2.权利要求1的用途，其特征还在于，步骤(b)的所述一种或多种其他标记物选自Cyfra21-1、CEA、NSE、CA19-9、CA125、PSA、proGRP、SCC和/或NNMT。

3.权利要求1-2中任一项的用途，其特征还在于，通过免疫学方法测量浓度。

4.特异性检测ARMET蛋白和/或其片段所需要的试剂在制备用于评估肺癌、结肠癌、乳腺癌或卵巢癌的试剂盒中的用途。

5.权利要求4的用途，用于评估肺癌。

6.权利要求4的用途，用于评估非小细胞肺癌。

7.针对ARMET蛋白和/或其片段的抗体在制备用于评估肺癌、结肠癌、乳腺癌或卵巢癌的试剂盒中的用途，其中ARMET蛋白和/或其片段浓度增加指示肺癌、结肠癌、乳腺癌或卵巢癌。

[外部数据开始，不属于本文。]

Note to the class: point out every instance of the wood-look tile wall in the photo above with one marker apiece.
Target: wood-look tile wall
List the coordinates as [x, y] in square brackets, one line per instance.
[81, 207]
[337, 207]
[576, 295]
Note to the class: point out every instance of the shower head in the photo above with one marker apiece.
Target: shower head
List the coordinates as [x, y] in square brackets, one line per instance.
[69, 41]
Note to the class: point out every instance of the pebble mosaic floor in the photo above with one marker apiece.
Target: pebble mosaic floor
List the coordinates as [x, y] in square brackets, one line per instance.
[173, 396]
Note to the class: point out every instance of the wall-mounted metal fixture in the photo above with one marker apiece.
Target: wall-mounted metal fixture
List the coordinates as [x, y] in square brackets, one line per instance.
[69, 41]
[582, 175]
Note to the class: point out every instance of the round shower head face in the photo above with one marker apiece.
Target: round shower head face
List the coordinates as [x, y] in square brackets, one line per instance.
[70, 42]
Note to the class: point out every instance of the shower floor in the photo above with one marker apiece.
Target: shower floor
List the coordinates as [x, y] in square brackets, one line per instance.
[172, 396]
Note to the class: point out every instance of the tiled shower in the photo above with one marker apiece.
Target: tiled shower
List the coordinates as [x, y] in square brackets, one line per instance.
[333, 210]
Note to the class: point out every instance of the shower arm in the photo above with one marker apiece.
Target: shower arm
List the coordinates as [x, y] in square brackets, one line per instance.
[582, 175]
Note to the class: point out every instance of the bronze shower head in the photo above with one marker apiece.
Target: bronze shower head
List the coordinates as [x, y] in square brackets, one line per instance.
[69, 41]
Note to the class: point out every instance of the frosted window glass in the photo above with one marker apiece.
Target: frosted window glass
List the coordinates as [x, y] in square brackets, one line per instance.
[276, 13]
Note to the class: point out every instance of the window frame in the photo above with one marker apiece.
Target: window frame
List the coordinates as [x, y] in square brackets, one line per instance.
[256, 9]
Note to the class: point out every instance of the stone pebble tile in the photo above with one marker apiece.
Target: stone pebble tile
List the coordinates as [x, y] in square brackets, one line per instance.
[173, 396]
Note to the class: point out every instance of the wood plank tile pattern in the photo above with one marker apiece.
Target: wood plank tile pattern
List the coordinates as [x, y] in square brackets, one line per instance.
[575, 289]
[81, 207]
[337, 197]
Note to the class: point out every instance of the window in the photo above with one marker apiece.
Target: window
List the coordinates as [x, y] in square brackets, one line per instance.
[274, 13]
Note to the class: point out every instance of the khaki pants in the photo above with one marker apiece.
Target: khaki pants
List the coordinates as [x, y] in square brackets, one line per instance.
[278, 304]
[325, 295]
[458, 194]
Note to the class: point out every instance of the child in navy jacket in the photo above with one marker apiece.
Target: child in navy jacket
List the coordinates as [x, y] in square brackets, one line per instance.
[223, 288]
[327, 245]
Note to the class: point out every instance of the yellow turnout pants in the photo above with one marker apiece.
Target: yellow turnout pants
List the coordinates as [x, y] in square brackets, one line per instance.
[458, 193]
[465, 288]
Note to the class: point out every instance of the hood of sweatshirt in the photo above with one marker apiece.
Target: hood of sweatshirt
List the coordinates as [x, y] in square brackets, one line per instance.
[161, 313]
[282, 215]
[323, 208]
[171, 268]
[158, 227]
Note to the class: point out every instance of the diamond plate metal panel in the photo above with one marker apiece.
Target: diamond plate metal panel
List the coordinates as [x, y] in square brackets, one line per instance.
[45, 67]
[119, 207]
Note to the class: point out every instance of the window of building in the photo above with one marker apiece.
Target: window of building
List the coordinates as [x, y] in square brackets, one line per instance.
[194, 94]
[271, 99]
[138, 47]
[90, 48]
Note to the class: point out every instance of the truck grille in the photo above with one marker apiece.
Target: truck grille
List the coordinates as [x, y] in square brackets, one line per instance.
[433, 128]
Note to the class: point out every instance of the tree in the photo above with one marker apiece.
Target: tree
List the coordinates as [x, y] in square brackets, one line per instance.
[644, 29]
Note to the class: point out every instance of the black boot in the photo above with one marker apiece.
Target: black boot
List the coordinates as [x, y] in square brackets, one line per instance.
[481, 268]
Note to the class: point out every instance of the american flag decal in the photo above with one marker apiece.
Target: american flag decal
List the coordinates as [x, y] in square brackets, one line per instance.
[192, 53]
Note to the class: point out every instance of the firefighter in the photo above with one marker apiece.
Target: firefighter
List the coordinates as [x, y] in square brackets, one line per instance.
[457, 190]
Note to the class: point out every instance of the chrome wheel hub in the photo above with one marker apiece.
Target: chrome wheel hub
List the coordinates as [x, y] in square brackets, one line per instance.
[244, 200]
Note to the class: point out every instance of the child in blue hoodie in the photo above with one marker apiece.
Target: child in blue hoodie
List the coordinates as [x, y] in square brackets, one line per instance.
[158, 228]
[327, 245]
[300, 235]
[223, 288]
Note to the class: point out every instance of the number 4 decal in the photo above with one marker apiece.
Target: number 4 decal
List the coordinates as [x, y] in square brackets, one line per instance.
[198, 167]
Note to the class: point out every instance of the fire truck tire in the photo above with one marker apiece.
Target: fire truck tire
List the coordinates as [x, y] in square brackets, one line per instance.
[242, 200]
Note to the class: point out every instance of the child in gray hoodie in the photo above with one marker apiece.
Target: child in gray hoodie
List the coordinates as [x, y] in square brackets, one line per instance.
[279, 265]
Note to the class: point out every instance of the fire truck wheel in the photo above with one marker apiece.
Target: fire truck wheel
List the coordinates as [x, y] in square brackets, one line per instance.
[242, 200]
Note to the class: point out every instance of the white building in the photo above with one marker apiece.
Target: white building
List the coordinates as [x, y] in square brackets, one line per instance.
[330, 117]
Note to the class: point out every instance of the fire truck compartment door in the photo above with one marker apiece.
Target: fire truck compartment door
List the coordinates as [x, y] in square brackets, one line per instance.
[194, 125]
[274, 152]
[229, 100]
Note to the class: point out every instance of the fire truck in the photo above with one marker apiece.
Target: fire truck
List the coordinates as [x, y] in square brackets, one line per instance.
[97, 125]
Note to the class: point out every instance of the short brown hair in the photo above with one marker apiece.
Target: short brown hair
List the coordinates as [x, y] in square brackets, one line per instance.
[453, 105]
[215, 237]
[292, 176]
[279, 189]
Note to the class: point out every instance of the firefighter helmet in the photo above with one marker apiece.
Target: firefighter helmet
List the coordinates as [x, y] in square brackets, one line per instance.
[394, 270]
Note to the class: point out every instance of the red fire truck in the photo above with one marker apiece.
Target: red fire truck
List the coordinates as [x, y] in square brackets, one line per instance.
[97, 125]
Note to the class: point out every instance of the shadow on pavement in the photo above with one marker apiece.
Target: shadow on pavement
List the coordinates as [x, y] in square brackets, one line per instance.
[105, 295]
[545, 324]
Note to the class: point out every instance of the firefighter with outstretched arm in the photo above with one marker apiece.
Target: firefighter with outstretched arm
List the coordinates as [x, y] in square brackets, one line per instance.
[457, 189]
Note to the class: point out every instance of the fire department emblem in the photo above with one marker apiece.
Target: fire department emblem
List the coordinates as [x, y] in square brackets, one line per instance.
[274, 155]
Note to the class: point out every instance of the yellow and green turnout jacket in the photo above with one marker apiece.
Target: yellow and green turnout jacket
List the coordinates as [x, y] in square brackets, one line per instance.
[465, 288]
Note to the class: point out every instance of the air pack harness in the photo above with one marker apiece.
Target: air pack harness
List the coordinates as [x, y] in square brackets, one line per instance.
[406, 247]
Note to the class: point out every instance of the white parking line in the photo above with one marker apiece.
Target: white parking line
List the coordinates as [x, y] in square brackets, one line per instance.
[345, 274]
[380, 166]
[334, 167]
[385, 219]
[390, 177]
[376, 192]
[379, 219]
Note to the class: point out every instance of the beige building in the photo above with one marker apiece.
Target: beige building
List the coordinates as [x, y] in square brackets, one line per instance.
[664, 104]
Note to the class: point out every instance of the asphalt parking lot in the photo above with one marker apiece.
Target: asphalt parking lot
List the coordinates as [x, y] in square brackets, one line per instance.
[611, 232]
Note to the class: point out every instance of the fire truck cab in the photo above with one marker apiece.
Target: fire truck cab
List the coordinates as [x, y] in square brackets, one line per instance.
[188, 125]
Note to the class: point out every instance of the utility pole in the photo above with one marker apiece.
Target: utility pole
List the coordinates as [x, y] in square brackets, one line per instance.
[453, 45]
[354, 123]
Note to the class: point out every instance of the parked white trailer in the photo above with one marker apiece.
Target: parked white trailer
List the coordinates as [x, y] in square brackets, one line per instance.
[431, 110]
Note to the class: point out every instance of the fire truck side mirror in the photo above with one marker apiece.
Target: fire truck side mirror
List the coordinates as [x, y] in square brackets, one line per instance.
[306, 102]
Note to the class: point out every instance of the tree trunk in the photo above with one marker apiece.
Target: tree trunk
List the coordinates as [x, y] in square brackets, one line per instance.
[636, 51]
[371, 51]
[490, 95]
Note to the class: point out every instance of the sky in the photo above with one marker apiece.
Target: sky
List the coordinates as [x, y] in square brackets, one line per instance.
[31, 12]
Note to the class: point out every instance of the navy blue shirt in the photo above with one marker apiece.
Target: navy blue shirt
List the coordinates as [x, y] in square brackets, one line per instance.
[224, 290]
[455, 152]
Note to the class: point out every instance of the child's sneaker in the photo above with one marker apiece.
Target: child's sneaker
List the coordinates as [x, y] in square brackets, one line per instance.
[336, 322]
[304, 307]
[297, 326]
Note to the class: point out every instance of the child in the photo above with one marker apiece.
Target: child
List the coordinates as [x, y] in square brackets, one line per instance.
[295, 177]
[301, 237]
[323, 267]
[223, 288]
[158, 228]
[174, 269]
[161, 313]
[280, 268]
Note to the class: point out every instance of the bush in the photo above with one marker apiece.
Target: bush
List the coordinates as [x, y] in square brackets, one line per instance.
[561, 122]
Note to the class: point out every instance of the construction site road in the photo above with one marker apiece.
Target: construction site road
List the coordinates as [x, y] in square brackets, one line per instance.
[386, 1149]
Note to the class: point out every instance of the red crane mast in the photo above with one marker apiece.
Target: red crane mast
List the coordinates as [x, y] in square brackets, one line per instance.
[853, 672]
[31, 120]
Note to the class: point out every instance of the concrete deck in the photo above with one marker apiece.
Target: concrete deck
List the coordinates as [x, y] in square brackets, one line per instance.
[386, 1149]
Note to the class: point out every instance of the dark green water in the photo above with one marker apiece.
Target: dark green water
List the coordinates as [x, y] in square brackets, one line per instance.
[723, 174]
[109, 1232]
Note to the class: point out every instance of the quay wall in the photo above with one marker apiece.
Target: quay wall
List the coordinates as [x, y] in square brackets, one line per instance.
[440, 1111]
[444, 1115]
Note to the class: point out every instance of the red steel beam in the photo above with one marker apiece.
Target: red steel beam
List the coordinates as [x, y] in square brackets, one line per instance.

8.特异性检测包括ARMET蛋白和/或其片段和任选的一种或多种其他癌症标记物的标记物组所需要的试剂在制备用于评估肺癌、结肠癌、乳腺癌或卵巢癌的试剂盒中的用途，其中ARMET蛋白和/或其片段浓度增加指示肺癌、结肠癌、乳腺癌或卵巢癌。

9.权利要求8的用途，其特征还在于，任选的一种或多种其他标记物选自Cyffa21-1、CEA、NSE、CA19-9、CA125、PSA、proGRP、SCC和/或NNMT。

10.权利要求8或9的用途，用于评估肺癌。

11.权利要求8或9的用途，用于评估非小细胞肺癌。

12.一种用于进行权利要求1所述方法的试剂盒，包括特异性检测ARMET蛋白和/或其片段和任选的一种或多种其他癌症标记物所需要的试剂。